StudySmarter Expert Advice🤫
We think this is how you could land Finance Data Engineering Lead in London
✨Tip Number 1
Network like a pro! Reach out to your connections in the finance and data engineering space. Attend industry meetups or webinars, and don’t be shy about sharing your expertise. You never know who might have a lead on that perfect role!
✨Tip Number 2
Show off your skills! Create a portfolio showcasing your Python and PySpark projects, especially those related to finance and actuarial data. This will give potential employers a taste of what you can bring to the table.
✨Tip Number 3
Prepare for interviews by brushing up on your technical knowledge and problem-solving skills. Be ready to discuss your experience with cloud platforms like Databricks and how you've tackled challenges in previous roles.
✨Tip Number 4
Don’t forget to apply through our website! We’ve got loads of opportunities that might just be the perfect fit for you. Plus, it’s a great way to ensure your application gets seen by the right people.
We think you need these skills to ace Finance Data Engineering Lead in London
Some tips for your application 🫡
Tailor Your CV:Make sure your CV is tailored to the Finance Data Engineering Lead role. Highlight your experience with Python, PySpark, and any relevant cloud platforms like Databricks. We want to see how your skills align with what we're looking for!

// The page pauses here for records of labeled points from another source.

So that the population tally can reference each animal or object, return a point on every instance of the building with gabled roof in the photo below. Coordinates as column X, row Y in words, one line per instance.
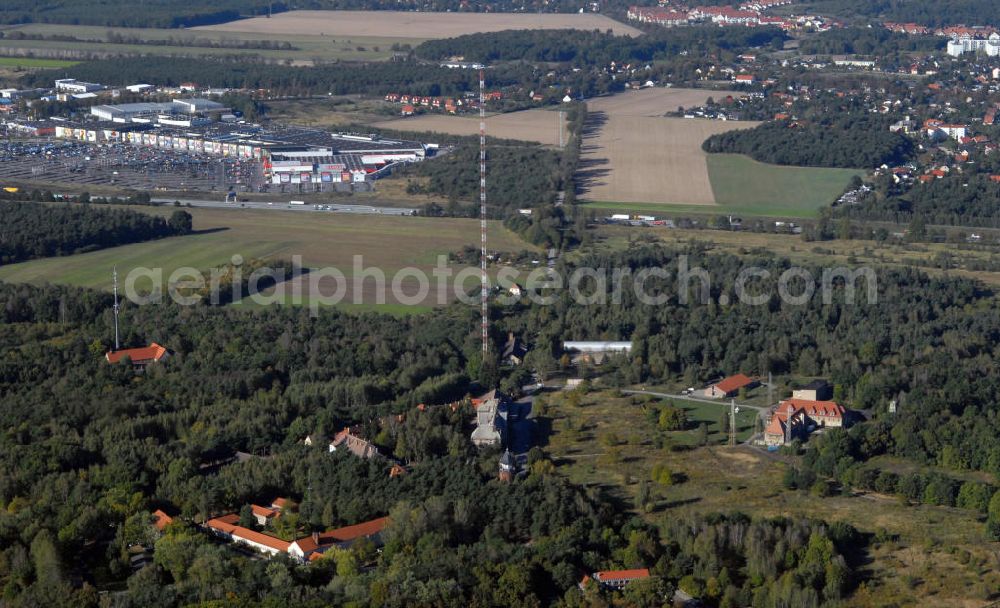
column 161, row 520
column 140, row 357
column 319, row 542
column 616, row 579
column 729, row 387
column 228, row 528
column 347, row 440
column 491, row 419
column 796, row 418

Craft a Compelling Cover Letter:Your cover letter is your chance to shine! Use it to explain why you're the perfect fit for this role. Share specific examples of your past work in insurance data engineering and how you’ve contributed to similar projects.
Showcase Your Hands-On Experience:Since this role is all about hands-on delivery, make sure to showcase your practical experience. Talk about the data pipelines you've built and how you've supported reporting and analytics in previous roles. We love seeing real-world applications!
Apply Through Our Website:Don’t forget to apply through our website! It’s the best way for us to receive your application and ensures you’re considered for the role. Plus, it makes the whole process smoother for both of us!
How to prepare for a job interview at Experis
✨Know Your Tech Inside Out
Make sure you brush up on your Python and PySpark skills before the interview. Be ready to discuss specific projects where you've built data pipelines or worked with cloud platforms like Databricks. The more you can demonstrate your technical prowess, the better!
✨Understand the Insurance Landscape
Since this role is within the insurance sector, it’s crucial to have a solid grasp of finance and actuarial concepts. Familiarise yourself with regulatory reporting and how data plays a role in that. Showing that you understand the industry will set you apart from other candidates.
✨Prepare for Scenario-Based Questions
Expect questions that ask you to solve real-world problems related to data quality and reconciliation processes. Think of examples from your past experience where you successfully tackled similar challenges. This will showcase your problem-solving skills and hands-on experience.
✨Show Your Collaborative Spirit
This role involves working closely with design and architecture teams, so be prepared to discuss how you’ve collaborated in previous roles. Highlight any experiences where teamwork led to successful project outcomes, as this will demonstrate your ability to fit into their culture.